Henry laughed with a great bellow, barely able to catch his breath. His breathing was as heavy as his laughter. “If we are going to play rough, I shall demand a great deal more than your surrender of a notion, my little Cat.”
“It is a deal. I shall surrender anything you like, if there is anything left of me you wish to have.”
“All of you! You are deep in my blood, woman!” he declared, dodging and weaving around the furniture. “I can never get enough!”
She tipped over the chair, and he finally capitulated, sinking down, flushed and out of breath, onto the edge of the great feather bed. As he tore off the blindfold, her smile was open and genuine.
“So, will you allow me to send some things to the countess?”
He slumped, then sighed, his smile fading. “Why must you press me so, Catherine, on things you know nothing about?”
“I know an old woman will be cold this winter, and we have the power to change that.”
“Why do you concern yourself? She is a traitor to England, to me, and thereby a traitor to you.”
“She is your blood relation, Hal. It just seems wrong. The poor woman has been locked up there for two years already.”
For a moment he seemed angry, until he saw the tears in her eyes.
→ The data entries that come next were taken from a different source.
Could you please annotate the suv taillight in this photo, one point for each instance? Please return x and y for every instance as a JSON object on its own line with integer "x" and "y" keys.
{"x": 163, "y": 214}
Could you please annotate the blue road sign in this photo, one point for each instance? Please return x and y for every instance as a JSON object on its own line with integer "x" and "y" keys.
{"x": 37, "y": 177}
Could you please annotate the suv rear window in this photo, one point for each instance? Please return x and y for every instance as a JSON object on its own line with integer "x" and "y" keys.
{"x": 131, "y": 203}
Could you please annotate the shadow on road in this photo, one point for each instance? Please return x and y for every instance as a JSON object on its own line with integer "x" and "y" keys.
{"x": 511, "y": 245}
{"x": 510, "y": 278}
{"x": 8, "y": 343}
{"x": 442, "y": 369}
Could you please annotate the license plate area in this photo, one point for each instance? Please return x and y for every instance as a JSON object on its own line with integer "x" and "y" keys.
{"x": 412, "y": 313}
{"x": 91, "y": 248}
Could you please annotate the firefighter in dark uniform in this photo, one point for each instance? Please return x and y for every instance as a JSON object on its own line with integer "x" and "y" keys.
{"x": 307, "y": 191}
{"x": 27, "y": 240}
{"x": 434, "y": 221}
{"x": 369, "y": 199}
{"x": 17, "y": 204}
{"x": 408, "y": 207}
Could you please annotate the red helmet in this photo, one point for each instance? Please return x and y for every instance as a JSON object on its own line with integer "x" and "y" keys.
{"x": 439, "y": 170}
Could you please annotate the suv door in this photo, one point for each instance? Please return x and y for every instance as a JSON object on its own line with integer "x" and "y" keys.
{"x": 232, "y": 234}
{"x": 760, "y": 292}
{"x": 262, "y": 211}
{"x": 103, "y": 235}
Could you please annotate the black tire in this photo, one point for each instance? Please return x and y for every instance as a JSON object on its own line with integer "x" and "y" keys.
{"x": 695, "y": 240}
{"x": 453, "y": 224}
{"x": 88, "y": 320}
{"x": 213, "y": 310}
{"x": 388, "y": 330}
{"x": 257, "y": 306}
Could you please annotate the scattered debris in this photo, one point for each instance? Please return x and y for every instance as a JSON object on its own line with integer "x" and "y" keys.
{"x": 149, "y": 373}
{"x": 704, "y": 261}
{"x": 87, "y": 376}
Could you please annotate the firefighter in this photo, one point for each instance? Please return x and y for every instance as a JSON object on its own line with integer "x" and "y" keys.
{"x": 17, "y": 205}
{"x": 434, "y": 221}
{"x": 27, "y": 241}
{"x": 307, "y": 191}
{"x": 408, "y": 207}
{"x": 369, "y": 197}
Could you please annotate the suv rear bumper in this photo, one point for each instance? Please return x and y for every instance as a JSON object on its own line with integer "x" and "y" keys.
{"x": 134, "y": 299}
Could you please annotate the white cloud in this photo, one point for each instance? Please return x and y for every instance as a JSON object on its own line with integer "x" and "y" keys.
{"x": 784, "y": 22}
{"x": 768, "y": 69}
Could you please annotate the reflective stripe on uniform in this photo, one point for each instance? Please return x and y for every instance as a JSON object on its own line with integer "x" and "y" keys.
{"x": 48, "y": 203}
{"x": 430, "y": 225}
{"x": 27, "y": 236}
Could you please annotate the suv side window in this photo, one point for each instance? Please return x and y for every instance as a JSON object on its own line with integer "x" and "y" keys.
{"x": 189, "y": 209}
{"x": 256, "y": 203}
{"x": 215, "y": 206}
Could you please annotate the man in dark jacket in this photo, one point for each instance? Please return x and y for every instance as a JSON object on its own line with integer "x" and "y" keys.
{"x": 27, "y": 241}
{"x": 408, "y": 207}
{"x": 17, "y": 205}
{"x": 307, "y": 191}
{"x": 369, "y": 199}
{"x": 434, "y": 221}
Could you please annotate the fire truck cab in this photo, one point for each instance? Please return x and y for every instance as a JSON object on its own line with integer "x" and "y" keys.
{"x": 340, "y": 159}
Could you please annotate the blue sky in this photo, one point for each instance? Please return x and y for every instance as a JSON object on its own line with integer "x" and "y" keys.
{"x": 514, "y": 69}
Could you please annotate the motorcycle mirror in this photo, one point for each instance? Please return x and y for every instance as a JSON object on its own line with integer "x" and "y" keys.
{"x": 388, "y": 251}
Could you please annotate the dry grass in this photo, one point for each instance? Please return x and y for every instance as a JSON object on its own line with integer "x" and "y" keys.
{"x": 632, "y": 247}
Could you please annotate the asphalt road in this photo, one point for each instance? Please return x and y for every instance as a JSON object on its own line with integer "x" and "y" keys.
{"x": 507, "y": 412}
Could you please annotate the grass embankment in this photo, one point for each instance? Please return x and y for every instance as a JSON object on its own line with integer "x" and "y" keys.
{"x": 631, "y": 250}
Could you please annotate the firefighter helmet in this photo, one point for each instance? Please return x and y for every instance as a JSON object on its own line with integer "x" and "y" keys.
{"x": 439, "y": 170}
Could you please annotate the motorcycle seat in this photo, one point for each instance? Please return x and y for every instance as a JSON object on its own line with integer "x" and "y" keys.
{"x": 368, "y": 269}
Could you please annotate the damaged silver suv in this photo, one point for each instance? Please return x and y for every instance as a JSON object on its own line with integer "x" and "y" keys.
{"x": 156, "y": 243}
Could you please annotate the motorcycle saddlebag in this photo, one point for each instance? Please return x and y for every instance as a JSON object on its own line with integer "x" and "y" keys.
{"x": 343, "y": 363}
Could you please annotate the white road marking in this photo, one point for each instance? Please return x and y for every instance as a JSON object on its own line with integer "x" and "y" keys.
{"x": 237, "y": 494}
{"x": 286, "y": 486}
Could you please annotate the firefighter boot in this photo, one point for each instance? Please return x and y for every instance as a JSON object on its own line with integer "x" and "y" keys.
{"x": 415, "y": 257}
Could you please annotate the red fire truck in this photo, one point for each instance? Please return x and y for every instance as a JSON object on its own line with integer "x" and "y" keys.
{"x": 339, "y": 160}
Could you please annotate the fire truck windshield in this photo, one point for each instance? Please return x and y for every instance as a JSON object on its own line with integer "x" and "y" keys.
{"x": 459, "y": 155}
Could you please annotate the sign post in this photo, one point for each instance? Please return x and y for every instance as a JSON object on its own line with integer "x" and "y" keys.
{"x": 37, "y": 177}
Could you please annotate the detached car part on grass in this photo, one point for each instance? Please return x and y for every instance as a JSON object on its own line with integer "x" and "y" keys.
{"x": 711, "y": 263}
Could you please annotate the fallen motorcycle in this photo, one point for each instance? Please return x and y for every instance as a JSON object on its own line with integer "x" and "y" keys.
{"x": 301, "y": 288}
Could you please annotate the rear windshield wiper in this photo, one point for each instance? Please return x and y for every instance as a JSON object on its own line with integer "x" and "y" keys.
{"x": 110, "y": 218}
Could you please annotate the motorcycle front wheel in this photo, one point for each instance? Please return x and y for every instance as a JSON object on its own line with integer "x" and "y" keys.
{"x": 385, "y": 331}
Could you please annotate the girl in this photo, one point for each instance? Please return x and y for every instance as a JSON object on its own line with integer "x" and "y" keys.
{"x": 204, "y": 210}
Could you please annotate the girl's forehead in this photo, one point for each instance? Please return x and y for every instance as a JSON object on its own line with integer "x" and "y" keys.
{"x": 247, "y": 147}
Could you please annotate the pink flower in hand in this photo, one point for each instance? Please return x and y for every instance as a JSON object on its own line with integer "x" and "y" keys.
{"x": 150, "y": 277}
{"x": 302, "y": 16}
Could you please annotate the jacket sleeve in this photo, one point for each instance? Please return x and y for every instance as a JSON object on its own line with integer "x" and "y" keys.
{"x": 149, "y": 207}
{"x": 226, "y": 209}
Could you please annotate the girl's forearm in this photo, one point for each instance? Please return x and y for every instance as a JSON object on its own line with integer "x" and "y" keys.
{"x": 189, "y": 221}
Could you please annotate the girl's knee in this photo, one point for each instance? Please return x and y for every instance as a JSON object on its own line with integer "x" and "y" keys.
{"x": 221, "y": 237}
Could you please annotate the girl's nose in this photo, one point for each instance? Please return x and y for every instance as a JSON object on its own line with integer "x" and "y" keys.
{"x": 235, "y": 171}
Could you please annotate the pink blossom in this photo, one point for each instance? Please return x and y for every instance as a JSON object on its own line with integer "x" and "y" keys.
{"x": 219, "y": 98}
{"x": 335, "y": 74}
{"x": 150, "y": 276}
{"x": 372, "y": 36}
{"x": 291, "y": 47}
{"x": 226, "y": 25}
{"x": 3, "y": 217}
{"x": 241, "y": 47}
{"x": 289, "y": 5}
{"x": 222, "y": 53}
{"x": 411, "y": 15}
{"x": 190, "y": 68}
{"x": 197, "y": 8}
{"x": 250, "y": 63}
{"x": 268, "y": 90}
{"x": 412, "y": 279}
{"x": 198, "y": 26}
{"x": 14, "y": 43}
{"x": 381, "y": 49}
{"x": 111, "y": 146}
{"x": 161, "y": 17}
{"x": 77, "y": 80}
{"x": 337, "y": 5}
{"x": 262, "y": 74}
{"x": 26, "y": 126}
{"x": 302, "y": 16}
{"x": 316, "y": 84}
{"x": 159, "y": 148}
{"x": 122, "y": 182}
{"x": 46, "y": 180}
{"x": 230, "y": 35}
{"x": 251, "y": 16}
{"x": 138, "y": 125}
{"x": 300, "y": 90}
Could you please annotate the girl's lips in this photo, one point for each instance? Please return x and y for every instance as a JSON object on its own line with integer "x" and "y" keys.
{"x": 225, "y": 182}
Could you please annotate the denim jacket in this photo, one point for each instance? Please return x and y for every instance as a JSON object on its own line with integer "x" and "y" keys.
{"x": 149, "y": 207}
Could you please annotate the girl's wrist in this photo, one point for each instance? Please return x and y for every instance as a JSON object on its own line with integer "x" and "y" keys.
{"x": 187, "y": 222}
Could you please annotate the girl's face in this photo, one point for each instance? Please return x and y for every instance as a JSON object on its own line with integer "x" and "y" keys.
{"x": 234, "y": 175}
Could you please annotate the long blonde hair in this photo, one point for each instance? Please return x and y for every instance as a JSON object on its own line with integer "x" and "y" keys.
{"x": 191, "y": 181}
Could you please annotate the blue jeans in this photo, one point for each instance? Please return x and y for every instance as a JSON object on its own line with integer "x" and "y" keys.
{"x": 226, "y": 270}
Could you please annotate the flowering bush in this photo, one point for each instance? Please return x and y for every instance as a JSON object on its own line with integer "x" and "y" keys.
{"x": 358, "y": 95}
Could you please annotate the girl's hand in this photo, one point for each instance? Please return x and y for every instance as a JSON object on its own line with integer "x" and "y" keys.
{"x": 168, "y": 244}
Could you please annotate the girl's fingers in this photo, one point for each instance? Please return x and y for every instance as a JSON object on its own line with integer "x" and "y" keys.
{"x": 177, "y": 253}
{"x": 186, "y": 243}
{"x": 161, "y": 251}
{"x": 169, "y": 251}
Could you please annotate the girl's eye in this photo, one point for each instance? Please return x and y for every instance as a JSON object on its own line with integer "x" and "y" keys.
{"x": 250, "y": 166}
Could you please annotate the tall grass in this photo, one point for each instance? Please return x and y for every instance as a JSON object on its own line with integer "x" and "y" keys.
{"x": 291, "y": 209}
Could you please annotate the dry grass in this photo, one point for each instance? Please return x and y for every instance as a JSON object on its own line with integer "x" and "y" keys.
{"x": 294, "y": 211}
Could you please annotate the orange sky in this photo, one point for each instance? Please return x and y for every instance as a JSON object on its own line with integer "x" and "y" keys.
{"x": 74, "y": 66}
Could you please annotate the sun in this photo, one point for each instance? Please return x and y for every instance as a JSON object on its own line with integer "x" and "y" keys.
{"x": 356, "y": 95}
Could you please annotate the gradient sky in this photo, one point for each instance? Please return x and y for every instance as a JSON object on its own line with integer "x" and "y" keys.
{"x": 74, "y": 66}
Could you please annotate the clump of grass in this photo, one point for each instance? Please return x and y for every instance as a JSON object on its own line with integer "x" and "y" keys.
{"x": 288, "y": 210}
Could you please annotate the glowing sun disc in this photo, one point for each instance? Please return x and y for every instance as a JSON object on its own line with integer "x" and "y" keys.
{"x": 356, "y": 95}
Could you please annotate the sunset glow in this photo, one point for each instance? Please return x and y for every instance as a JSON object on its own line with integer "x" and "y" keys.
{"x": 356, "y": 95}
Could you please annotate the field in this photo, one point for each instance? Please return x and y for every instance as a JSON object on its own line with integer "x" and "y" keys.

They were genuine tears, not just for the prisoner, but for the notion that the gentle man she had come to care for was capable of brutality against his own family. She wanted desperately to prove the world was wrong. Finally, Henry pulled her into his arms and pressed a kiss onto her forehead.
“You have a heart too tender for your own good, dearest one,” he said.
“Oh, I am not finished. I plan to ask you to spare her life as well in a grand show of mercy from a great and beneficent king.”